There’s a trend in American parenting that may not have reached every corner of the country, but it is quite visible in progressive communities: gender-neutral parenting.
Many progressive parents are worried that if they give their little girls dolls or their little boys tractors, they will be oppressing these children with regressive gender norms. It is better, argue the proponents of this parenting style, to offer kids gender-neutral toys — and sometimes clothes that are neither pink nor blue — so children can blossom into their true selves, free from the dictates of oppressive gender roles.
It’s an idea with a certain appeal to it for those worried about gender inequity, but as Debra Soh stated in a Los Angeles Times column last week, there’s one snag: “The scientific reality is that it’s futile to treat children as blank slates with no predetermined characteristics,” she writes.
“Biology matters.” She goes on to explain that a large pile of research findings suggest that early toy preferences “are innate, not socially constructed or shaped by parental feedback.” That’s why “most girls will gravitate toward dolls, and most boys will gravitate toward toys that are mechanically interesting, like cars and trucks.”
There’s a lot of confusion on this front, and much of it stems from popular progressive misunderstanding of neuroscience research.
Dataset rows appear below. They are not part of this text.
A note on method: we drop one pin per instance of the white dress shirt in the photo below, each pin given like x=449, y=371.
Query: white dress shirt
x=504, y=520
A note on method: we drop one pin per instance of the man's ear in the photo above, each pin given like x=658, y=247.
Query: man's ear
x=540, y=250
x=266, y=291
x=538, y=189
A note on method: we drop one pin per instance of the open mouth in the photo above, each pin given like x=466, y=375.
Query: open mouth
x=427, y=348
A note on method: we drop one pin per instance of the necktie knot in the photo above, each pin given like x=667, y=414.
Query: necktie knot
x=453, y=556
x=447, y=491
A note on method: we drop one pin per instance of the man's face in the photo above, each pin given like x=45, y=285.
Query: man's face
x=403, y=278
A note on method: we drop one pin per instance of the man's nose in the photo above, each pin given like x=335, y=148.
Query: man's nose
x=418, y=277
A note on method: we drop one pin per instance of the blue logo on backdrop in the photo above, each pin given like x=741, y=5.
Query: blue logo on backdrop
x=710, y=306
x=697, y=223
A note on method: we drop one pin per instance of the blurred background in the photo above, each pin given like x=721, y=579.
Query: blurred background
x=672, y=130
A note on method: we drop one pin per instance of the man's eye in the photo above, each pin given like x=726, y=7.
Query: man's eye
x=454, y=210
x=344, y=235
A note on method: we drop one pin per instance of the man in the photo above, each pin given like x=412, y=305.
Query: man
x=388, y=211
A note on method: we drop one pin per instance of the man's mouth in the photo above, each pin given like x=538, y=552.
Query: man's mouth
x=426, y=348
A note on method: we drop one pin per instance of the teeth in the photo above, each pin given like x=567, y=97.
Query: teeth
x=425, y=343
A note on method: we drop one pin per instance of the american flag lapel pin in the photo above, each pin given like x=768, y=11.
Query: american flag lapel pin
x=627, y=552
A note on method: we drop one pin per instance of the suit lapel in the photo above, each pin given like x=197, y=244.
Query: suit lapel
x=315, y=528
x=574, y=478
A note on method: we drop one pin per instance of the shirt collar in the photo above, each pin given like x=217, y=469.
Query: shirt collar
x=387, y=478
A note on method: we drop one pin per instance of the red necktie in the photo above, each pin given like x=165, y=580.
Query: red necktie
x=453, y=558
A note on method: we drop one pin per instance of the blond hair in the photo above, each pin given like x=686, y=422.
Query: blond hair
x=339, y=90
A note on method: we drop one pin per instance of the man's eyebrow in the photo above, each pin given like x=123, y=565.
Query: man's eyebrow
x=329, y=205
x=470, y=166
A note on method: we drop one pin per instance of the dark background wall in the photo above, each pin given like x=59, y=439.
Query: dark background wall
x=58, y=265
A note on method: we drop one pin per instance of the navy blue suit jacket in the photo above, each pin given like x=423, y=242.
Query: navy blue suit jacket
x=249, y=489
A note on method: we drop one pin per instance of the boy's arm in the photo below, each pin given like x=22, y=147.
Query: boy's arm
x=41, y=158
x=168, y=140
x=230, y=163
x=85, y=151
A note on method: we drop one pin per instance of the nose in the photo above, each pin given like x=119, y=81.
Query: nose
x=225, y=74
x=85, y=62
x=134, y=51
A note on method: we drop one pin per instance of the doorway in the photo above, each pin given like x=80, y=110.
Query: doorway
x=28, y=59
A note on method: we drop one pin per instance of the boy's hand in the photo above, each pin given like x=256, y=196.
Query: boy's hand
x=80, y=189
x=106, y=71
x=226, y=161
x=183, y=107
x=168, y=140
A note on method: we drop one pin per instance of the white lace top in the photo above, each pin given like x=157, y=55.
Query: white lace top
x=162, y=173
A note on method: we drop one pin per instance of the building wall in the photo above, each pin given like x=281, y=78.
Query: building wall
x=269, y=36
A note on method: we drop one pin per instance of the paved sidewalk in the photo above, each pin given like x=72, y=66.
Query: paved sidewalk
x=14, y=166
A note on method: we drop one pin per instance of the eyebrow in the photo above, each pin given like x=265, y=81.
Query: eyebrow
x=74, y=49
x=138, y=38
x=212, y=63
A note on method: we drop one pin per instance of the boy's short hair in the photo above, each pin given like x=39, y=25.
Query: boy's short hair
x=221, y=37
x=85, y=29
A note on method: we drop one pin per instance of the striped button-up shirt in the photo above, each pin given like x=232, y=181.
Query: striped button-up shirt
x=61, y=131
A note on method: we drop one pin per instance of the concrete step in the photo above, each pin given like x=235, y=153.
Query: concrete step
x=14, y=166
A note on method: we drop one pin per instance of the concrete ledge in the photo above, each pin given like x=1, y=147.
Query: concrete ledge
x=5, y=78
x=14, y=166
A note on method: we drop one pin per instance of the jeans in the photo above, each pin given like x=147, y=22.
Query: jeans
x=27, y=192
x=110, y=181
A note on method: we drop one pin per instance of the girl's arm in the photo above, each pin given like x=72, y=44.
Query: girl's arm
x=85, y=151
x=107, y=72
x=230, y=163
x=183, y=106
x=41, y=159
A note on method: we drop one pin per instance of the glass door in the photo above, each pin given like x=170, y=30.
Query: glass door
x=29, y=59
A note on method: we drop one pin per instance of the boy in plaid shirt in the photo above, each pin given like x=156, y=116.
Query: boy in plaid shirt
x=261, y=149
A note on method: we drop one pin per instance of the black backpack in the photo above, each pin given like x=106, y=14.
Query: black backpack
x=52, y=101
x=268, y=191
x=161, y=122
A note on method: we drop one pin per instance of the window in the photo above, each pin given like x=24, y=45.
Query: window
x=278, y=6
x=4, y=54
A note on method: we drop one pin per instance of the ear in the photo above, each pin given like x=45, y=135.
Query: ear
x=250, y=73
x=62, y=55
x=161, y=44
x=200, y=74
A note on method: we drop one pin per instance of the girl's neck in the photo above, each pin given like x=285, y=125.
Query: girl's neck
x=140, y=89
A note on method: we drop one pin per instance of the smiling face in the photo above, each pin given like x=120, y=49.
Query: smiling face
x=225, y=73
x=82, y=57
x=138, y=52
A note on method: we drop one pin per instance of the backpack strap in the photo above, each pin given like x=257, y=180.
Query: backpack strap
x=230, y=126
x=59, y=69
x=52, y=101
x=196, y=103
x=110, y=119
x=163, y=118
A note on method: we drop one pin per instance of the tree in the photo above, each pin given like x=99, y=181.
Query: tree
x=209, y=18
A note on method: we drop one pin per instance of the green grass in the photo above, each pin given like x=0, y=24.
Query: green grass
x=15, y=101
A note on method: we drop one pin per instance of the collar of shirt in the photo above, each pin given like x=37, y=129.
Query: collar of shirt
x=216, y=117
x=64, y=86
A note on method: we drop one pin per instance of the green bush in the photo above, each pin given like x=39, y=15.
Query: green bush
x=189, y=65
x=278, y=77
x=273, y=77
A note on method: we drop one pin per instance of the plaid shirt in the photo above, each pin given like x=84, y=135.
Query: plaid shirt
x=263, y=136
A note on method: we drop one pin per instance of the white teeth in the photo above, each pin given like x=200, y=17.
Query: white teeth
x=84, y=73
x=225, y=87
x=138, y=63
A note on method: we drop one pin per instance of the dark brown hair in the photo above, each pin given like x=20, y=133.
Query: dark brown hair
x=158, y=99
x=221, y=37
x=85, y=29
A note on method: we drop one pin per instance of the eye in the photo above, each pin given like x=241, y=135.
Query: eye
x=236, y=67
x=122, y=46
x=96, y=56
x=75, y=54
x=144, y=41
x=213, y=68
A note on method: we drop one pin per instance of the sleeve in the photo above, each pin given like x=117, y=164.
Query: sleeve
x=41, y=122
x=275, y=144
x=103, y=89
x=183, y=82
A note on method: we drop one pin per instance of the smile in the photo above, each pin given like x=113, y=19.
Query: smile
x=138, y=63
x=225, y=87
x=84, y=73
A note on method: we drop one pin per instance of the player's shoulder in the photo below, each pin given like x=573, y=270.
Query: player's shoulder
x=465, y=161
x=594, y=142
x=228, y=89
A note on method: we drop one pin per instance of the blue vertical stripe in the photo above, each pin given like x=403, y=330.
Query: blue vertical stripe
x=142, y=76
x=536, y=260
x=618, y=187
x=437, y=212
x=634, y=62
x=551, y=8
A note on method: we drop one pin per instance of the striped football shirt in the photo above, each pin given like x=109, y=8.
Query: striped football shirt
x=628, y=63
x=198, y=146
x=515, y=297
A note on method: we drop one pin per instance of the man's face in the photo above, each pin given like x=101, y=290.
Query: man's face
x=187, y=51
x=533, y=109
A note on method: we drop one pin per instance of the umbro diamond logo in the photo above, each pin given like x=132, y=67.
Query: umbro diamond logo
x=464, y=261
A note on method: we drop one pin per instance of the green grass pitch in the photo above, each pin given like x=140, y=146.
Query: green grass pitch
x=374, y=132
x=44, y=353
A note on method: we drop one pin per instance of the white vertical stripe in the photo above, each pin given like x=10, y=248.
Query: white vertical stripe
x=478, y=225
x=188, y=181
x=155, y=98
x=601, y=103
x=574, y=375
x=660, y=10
They often hear what they want to hear. As Soh points out, last year a Proceedings of the National Academies of Science paper suggesting that male and female brains are functionally identical receive widespread coverage, held up as evidence that sexed differences in behavior are entirely, or almost entirely, learned or conditioned.
But when a group of researchers went back and re-analyzed the data underpinning that paper, they found that in fact, “brain features correctly predicted subjects’ sex about 80% of the time.” This means that while there is some overlap between male and female brains, there are also predictable differences — differences that could help explain why even very little boys and little girls tend to act in reliably different ways. Other studies confirm the striking differences between men and women's brains.
Many progressive folks resist such talk, misinterpreting it as a normative claim — that males should act this way, while females should act that way — or a claim that we’re all just pawns of biological determinism, so there’s nothing much we can do about gender inequity and so on. But it’s neither: It’s an acknowledgment that biological differences are real and can’t be scrubbed out of the human-behavior equation, especially when it comes to very young kids.
Many parents, regardless of their personal beliefs on gender roles or feminism or whatever, worry that their kids’ play habits indicate something troubling—either about the kid, or about them as parents. For liberal parents, they worry about gender-role stuff. For more conservative-minded parents, it’s longstanding worries about sissies and tomboys. Biological honesty demands that we submit to the gender that we were born with, and spiritual honesty leads us to be grateful for the gender that God gave us.
In an age where gender dysphoria is being marketed widely in our culture, from the current-but-soon-ending White House to the third grade teacher in Seattle, perhaps parents should just relax a little and seek God’s wisdom.
Biological distinctions between men and women are not only a reality, they are the very reason for human existence. Let us not fight against them, but celebrate the Creator’s wisdom in the complementary distinctions He has established between male and female. It starts by celebrating the obvious for the wise, and admitting the obvious for the confused: Boys and girls are different, and we are glad of it!
For who has stood in the counsel of the LORD, and has perceived and heard His word? Who has marked His word and heard it? (Jeremiah 23:18).